Le Président de la République a eu une parole forte en fin d’année 2017. Il y a des bases scientifiques concrètes qui prouvent que le glyphosate est dangereux. Il a tranché le débat : nous l’interdirons dans les trois ans et nous ne reviendrons pas dessus.

Le vote sur le projet de loi EGAlim ne portait donc pas sur l’interdiction ou la non-interdiction du glyphosate dans les trois ans, car cet objectif est bien évidemment porté par la majorité et le Gouvernement, mais uniquement de son inscription dans la loi.

J’ai complètement confiance dans la parole du Président de la République. Ce n’est pas en inscrivant la mesure dans la loi que nous irons plus vite : dans trois ans, le glyphosate sera interdit ! Le Président de la République s’y est engagé : on le dit, on le fait, en suivant la logique des Etats Généraux de l’Agriculture et de l’alimentation (EGAlim), c’est-à-dire en faisant confiance aux acteurs, en les mettant face à leurs responsabilités et surtout en les accompagnant.

Aujourd’hui, 10 à 15% des agriculteurs seraient en situation d’impasse technique si nous interdisions le glyphosate car il n’existe pas d’alternative. La plupart d’entre eux sont dans une situation économique difficile, ils utilisent le glyphosate d’abord parce que leurs cultures se font dans des conditions climatiques ou géographiques spécifiques, ensuite parce que cette substance n’est pas chère. C’est notamment un produit indispensable pour l’agriculture de conservation des sols qui est extrêmement vertueuse en matière de préservation de l’environnement.
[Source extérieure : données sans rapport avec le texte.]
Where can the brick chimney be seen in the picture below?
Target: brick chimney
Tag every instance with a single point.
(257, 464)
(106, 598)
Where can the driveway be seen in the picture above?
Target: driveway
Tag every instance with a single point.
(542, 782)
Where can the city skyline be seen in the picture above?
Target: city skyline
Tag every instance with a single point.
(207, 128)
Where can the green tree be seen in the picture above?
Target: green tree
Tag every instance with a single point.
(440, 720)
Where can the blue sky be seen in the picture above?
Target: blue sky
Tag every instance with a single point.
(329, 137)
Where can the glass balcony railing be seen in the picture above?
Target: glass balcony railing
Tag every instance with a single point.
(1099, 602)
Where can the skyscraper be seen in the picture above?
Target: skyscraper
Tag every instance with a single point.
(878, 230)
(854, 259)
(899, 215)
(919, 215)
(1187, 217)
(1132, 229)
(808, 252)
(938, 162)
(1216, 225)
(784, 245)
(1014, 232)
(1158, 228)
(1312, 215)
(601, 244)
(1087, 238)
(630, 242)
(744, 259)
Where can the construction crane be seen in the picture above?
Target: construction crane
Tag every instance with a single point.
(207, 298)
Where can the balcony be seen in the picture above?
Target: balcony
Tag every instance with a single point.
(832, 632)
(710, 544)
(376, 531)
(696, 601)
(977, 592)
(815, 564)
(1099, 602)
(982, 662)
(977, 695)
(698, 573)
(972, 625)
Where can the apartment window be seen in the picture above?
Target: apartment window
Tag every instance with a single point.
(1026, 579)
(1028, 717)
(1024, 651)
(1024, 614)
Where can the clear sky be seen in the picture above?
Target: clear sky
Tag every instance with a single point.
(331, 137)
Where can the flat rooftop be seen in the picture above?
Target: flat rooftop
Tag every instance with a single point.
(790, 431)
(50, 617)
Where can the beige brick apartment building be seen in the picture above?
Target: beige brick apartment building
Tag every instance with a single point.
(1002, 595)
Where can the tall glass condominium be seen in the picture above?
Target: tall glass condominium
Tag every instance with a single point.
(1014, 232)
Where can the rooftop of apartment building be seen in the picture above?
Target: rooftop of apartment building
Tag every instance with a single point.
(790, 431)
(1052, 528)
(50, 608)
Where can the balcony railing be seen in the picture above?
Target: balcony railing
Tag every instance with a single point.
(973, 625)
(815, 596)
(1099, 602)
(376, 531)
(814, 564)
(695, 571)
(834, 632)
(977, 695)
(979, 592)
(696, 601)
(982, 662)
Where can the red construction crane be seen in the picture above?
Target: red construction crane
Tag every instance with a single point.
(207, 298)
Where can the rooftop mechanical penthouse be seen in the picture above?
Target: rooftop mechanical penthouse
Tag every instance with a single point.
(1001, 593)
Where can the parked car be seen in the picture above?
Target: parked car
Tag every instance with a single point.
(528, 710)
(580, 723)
Quand Emmanuel Macron a annoncé que nous allions sortir du glyphosate dans les trois ans, c’était une prise de position courageuse car cela a créé des crispations et entraîné des manifestations dans le monde agricole, qui n’ont pas forcément été reprises par les médias.

D’un côté, les agriculteurs se sont sentis visés et ont perçu cette annonce comme une attaque contre eux. De l’autre côté, c’est un marqueur politique fort pour préserver l’environnement et notre santé.

Il y a une prise de conscience générale dans le monde agricole: la Confédération paysanne travaille sur la sortie des pesticides depuis très longtemps et la FNSEA, le syndicat majoritaire, a proposé un plan de sortie des produits phytosanitaires et phytopharmaceutiques lors du dernier salon international de l’agriculture.

Nous avons d’ores-et-déjà adopté des mesures fortes dans la nouvelle loi agriculture et alimentation pour accompagner les agriculteurs vers une baisse de l’utilisation des produits phytosanitaires et phytopharmaceutiques :

– Séparation des activités de vente et de conseil pour la commercialisation de ces produits

– Interdiction des rabais, ristournes et remises lors de leur vente

– Formations spécifiques et sensibilisation des agriculteurs à des méthodes alternatives

– Développement encouragé de produits alternatifs

– Renforcement de l’interdiction des néonicotinoides.

Mais la sortie du glyphosate s’inscrit dans un cadre plus large que la loi : au niveau français, cela doit s’articuler avec le plan Ecophyto 2 et avec le plan Ambition bio mais c’est surtout au niveau européen que nous devons agir. C’est en travaillant main dans la main avec le monde agricole, en responsabilisant les filières, en mobilisant la recherche, les instituts techniques et en entraînant nos partenaires européens pour développer des alternatives que nous atteindrons notre objectif.

Le Président de la République a ré-affirmé hier que son engagement sera tenu : « il y aura un point de rendez-vous et si les choses n’avancent pas dans trois ans, on passera par la loi ». Il recevra en juillet, l’ensemble du monde agricole et de la distribution » pour « faire le point sur ce qui a été acté » avant la deuxième lecture à l’Assemblée nationale.